You have received this saving reign. You received it in your baptism as you were born again of water and the Spirit and came to share in Jesus’ saving death. You stand before God forgiven because of Jesus Christ. And now, Christ’s Spirit is at work in you, helping you to live in ways that follow God’s will.
The old man is still there – and he will be there until you die or Christ returns. And so living under God’s reign means struggling against sin. That is what our Lord emphasizes in our text tonight when he says, “If your right eye causes you to sin, tear it out and throw it away. For it is better that you lose one of your members than that your whole body be thrown into hell. And if your right hand causes you to sin, cut it off and throw it away. For it is better that you lose one of your members than that your whole body go into hell.”
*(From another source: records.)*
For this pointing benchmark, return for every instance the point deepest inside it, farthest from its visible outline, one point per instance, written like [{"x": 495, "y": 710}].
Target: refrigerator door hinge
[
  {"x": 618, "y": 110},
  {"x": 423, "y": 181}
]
Now this of course, hyperbole, a figure of speech that Jesus uses to emphasize his point. He is not promoting self-mutilation, especially since sin is a matter of the heart. Yet by this language our Lord alerts us to the seriousness of the struggle and the way we are to engage in it.
God created man as male and female. He created Eve from Adam as the helper corresponding to him. And then we learn in Genesis 2, “Therefore a man shall leave his father and his mother and hold fast to his wife, and they shall become one flesh.” Man and woman were created to be complementary to one another physically and emotionally. God created marriage as the lifelong union of a man and a woman – a union that is established and expressed in the one flesh union of sex. Jesus teaches us in the latter portion of our text that this union of marriage is intended to be for life.
Because this is God’s will and created design for his gift of sex, we are not to use it outside of marriage. We are to be sexually pure. This means that Christians who are not married are not to have sexual intercourse. This means that Christians who are married are only to have sexual intercourse with their spouse. And it means that all Christians are to avoid those things that prompt and provide the opportunity for lust.
In our text, Jesus places the emphasis on looking – on what we see. And it is on this front that we face great challenges. When I was a young teen temptations of sight were the glimpse of the cover of a Playboy magazine at the book store, or looking at the Sports Illustrated swimsuit issue. Yet today, anyone with a computer, tablet or smart phone can access a limitless range of pornography anywhere they are. We are immersed in a deluge of sexually explicit television shows, ads and pictures. And when we look, we invite lust.
The answer then for those who live under the reign of God through the work of the Spirit is very straightforward: Don’t look; turn away. Take the app off your phone. Get rid of the bookmarks on your computer. Put software on your computer that blocks sexual content. Don’t turn for the second glance at the attractive man or woman.
This won’t remove the presence of sin from your heart. It will still be there until you die or Christ returns. Lustful and sinful thoughts will still spring up, but if you don’t look you aren’t prompting them and you aren’t promoting them. Bernard of Clairvaux was once asked about lustful thoughts and what a person can do about them. He said that you can’t keep the birds from flying over your head. But you can keep them from building a nest in your hair.